We used dynamic causal modeling (DCM)⁶⁵ implemented in SPM12 to evaluate the modulation exerted by different stimuli. More specifically, the DCM parametric empirical Bayes (PEB) approach was performed^66,67. Briefly, PEB is a hierarchical Bayesian model that uses both nonlinear (at the first level) and linear (at the second level) analyses. First, relevant time series were extracted, preprocessed, and summarized within each sub-ROI in each brain area (i.e., LGN, V1, V2, and V4) by performing a principal components analysis (PCA) and retaining the first principal component as in previous guidelines⁶⁸. This preprocessing step involved extracting the principal eigenvariate, which effectively captured the data characteristics beyond the average amplitude changes typically reflected by the mean value. By doing so, the impact of response variations across experimental conditions was mitigated. For the first level, the full DCM model was estimated separately for each run using the variational Laplace estimation scheme⁶⁹, which allows us to offer the best trade-off between model accuracy and complexity. Then, the second (group) level analysis used the PEB module implanted in SPM (spm_dcm_peb and spm_dcm_peb_bmc).

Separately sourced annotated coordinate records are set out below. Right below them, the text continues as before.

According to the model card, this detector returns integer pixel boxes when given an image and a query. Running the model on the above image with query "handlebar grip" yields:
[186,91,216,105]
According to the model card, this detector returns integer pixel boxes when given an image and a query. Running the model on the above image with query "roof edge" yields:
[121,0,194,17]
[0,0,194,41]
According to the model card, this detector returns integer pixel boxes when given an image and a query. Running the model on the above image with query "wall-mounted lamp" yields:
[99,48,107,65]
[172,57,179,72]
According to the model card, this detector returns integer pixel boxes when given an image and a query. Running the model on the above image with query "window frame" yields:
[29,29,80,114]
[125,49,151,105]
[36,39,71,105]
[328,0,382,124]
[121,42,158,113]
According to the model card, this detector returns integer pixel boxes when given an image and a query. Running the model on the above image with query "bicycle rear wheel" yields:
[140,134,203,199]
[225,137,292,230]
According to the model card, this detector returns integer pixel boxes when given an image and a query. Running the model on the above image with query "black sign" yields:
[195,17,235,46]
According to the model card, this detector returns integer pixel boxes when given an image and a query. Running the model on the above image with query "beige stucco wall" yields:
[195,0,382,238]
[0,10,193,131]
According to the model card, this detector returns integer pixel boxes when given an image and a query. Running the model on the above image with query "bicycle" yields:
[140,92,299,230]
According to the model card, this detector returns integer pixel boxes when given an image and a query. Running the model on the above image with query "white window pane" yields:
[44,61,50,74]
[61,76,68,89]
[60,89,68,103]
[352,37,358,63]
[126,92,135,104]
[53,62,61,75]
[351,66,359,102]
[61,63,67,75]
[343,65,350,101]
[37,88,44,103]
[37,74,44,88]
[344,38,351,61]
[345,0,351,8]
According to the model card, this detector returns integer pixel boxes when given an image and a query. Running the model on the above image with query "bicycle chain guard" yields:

We defined a full model (Matrix A) based on known anatomical connections of the primate visual system^70,71. The driving input was restricted to the LGN. We set bidirectional endogenous connections between the LGN and V1, V1 and V2, V1 and V4, and V2 and V4. Moreover, all self-connections were switched on, which are unitless log scaling parameters scaled up or down the default value of −0.5 Hz. Thus, the more positive the self-connection parameter, the less it will respond to the inputs from the network. The values of other connections in matrix A represent the rate of changes in the destination region affected by the source region, in units of Hz. Matrix A represents the effective connectivity between nodes, while Matrix B shows the changes in the effective connectivity due to the modulatory inputs. The values in matrix B represent the changes in the coupling from the source region to another destination region caused by the experimental input. Of note, positive values indicate excitatory influences, whereas negative values indicate inhibitory influences. The values of self-connections in the B matrix were inverted so that more positive values indicate that the ROI responds to the stimuli more sensitively.

Statistical analysis

Because of the small sample size, a typical fixed effects model for monkey fMRI studies was used. To compare the signal changes for each color pair, we performed generalized linear mixed model (GLMM) analyses. Color (colors A and B in one color pair) was treated as a fixed factor, and monkeys, sessions, and runs were set as random factors. GLMMs were also performed on the end-spectral and polarity bias to compare the biases from the LGN to V4 with the ROI (LGN, V1, V2, V4) treated as a fixed factor, and random factors were the same as above. Likewise, we also performed GLMMs on the DCM results. We then followed up with post hoc tests with adjustments for multiple testing using the Bonferroni method. We note here that all p values are corrected unless specified otherwise. Two-tailed Spearman correlation analysis was performed to calculate the correlation between the indices of end-spectral and polarity bias in the two studied ROIs. The variable of individual monkey identity was controlled by converting it into binary values (dummy variables)⁷².

Reporting summary

Further information on research design is available in the Nature Portfolio Reporting Summary linked to this article.